VI-14. ‘What (in reality) is here only That exists. Always be calm, experiencing things as they occur and entertaining no desire whatsoever.
VI-15(a). Neither shunning nor grasping, be always calm.
VI-15(b)-16. ‘Magnanimous one ! Flawless cognitions swiftly fly to him who finds himself in his last birth, just as pure pearls lodge themselves in the best bamboo. This example has been offered to suit best those who develop dispassion.
VI-17. ‘The certitude of the joy of cognition (results from) intimate contact of the perceiver and the object. We duly meditate on that stable Self, manifest in the truth of one’s self (the source of the joy of cognition).
VI-18. ‘Giving up the seer’s perception and the object together with latent impressions, we duly meditate on the Self that manifests Itself first as perception.
VI-19. ‘We duly meditate on the eternal Self, the illumination of all lights, that occupies the middle ground between the “is” and the “is not”.
VI-20. ‘Discarding the Lord who reigns in the heart, those who run after (some other) God are in fact seeking a gem after casting away the Kaustubha already in their possession.
VI-21. ‘As Indra smites mountain peaks with his thunder-bolt, so should one strike, with the rod of discrimination, these adversaries in the form of sense-organs, both active and passive.
VI-22. ‘In the evil dream (seen) in the night of empirical life – in this empty illusion of the body – everything experienced (as the extended) delusion of empirical) life is impure.
VI-23. ‘In childhood one is stupefied by ignorance; in youth one in vanquished by woman. In the period that remains one is worried by one’s wife. What can one – the meanest of men – accomplish ?
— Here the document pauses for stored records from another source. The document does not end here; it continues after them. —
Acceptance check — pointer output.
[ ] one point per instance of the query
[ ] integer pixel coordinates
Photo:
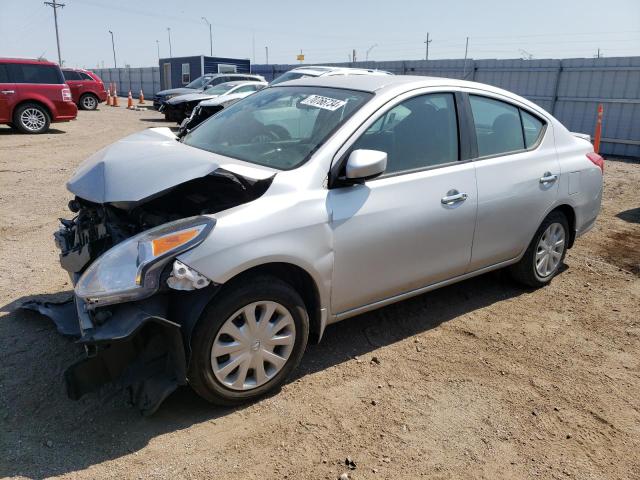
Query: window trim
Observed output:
(341, 155)
(494, 96)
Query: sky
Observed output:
(325, 30)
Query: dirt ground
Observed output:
(482, 379)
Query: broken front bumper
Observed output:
(131, 346)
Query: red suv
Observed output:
(33, 94)
(86, 87)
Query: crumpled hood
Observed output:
(146, 163)
(189, 97)
(176, 91)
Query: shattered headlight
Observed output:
(131, 269)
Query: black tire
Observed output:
(228, 301)
(525, 270)
(23, 125)
(88, 101)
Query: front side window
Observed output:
(532, 128)
(418, 133)
(71, 75)
(277, 127)
(186, 73)
(497, 125)
(31, 73)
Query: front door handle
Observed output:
(453, 197)
(548, 177)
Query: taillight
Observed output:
(66, 95)
(596, 160)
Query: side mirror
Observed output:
(366, 164)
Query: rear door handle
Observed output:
(548, 177)
(453, 197)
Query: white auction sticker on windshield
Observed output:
(325, 103)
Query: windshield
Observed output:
(219, 89)
(285, 77)
(198, 82)
(277, 127)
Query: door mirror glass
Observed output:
(366, 164)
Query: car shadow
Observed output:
(632, 215)
(9, 131)
(45, 434)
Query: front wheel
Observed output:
(88, 102)
(545, 253)
(248, 341)
(31, 118)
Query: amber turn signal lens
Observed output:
(173, 240)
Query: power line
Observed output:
(55, 7)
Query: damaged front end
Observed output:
(134, 303)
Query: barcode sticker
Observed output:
(325, 103)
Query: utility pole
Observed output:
(366, 56)
(210, 37)
(113, 46)
(427, 42)
(55, 7)
(464, 68)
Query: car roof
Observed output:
(376, 83)
(328, 70)
(31, 61)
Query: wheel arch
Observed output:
(39, 102)
(299, 279)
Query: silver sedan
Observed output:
(305, 204)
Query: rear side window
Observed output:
(418, 133)
(532, 128)
(31, 73)
(4, 75)
(71, 75)
(497, 125)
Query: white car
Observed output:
(322, 71)
(180, 107)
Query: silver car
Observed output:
(213, 260)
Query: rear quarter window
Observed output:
(32, 73)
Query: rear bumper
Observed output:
(65, 111)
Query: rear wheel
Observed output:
(545, 253)
(31, 118)
(248, 341)
(88, 102)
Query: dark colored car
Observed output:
(200, 83)
(33, 94)
(87, 89)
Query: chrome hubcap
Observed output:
(549, 250)
(253, 345)
(89, 102)
(33, 119)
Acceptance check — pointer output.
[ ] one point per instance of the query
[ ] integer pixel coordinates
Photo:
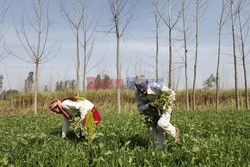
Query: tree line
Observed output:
(184, 17)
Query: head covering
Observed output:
(58, 104)
(139, 81)
(53, 105)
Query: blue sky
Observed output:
(137, 48)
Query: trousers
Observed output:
(163, 125)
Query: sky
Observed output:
(137, 47)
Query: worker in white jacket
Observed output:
(72, 107)
(145, 94)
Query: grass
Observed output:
(208, 138)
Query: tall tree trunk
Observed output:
(156, 41)
(196, 50)
(217, 72)
(170, 45)
(235, 58)
(118, 69)
(77, 51)
(221, 23)
(243, 59)
(185, 51)
(84, 61)
(118, 75)
(37, 55)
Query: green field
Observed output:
(207, 139)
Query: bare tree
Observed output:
(75, 21)
(3, 10)
(118, 12)
(88, 41)
(200, 7)
(36, 47)
(170, 22)
(243, 26)
(157, 25)
(232, 12)
(184, 17)
(222, 20)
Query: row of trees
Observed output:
(170, 13)
(231, 13)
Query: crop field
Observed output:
(207, 139)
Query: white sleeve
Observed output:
(84, 108)
(166, 89)
(65, 127)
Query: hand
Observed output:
(63, 136)
(151, 105)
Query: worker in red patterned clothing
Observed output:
(145, 94)
(72, 107)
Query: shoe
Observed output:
(177, 133)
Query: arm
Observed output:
(65, 127)
(141, 105)
(166, 89)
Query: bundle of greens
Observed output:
(163, 102)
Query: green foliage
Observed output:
(207, 139)
(210, 82)
(28, 84)
(164, 102)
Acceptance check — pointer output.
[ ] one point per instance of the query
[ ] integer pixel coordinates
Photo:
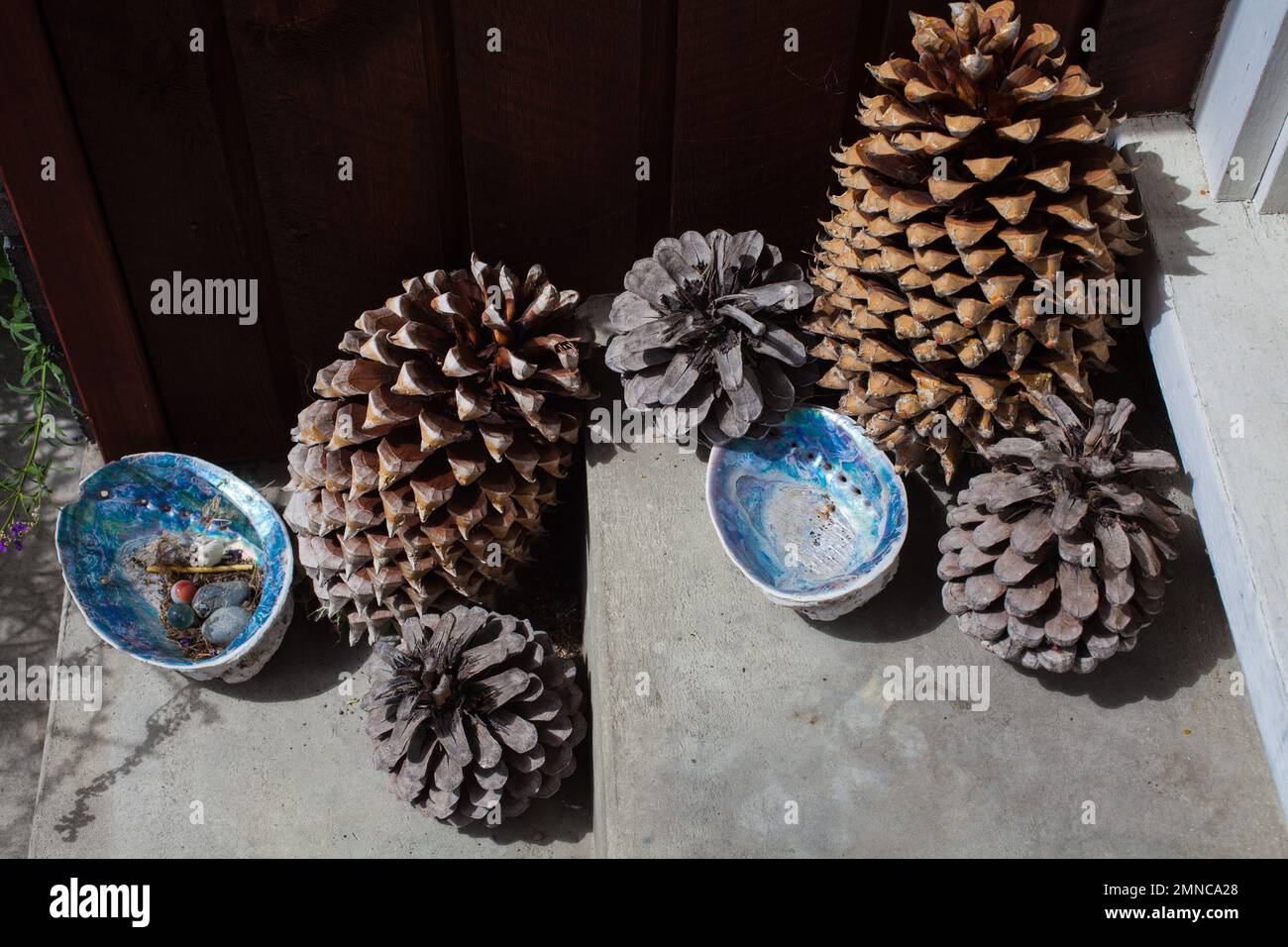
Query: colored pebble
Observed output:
(224, 624)
(180, 615)
(211, 598)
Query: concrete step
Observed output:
(720, 716)
(1215, 316)
(278, 764)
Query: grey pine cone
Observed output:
(473, 710)
(1056, 558)
(707, 325)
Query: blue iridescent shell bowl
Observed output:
(127, 505)
(812, 514)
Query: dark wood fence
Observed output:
(224, 162)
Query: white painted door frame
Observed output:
(1241, 106)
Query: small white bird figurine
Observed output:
(209, 551)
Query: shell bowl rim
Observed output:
(211, 474)
(857, 581)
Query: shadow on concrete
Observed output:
(309, 663)
(162, 724)
(1171, 191)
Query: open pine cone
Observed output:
(471, 711)
(986, 170)
(706, 325)
(437, 441)
(1056, 558)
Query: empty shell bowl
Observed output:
(123, 509)
(812, 514)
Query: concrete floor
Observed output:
(273, 767)
(750, 709)
(764, 735)
(31, 591)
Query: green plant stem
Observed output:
(38, 424)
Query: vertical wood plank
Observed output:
(63, 228)
(320, 81)
(146, 110)
(755, 123)
(552, 132)
(1150, 53)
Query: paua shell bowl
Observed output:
(812, 514)
(121, 509)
VI-24. ‘(But wail as follows): Unreality rides on the top of existence; ugliness on the top of things lovely; pains ride on the top of pleasures. What single entity may I resort to ?
VI-25. ‘Even those men pass away on the closing and opening of whose eyes depends world’s disaster or prosperity. Of what account are folk like my (humble) self ?
VI-26. ‘Empirical life is said to be the very limit of sufferings. When (one’s) body has slipped into its depths, how can pleasure be won ?
VI-27. ‘I am awake ! I am awake ! ! Here is the wicked thief (who has been pestering me, viz.,) the mind. I shall destroy him; I have long been under his assault.
VI-28. ‘Don’t be depressed. Seek not to seize what is fit only to be eschewed. Giving up (ideas of both) rejection and seizure, remain rooted in what is neither to be rejected nor seized; be wholly firm.
VI-29-30. ‘The Knower rid of things to be rejected or seized has, without latent impressions, qualities (such as): freedom from desire and fear, conation and action; eternity, equality, wisdom, gentleness, certitude, steadfastness, amiability, contentment, charity and soft-spokenness.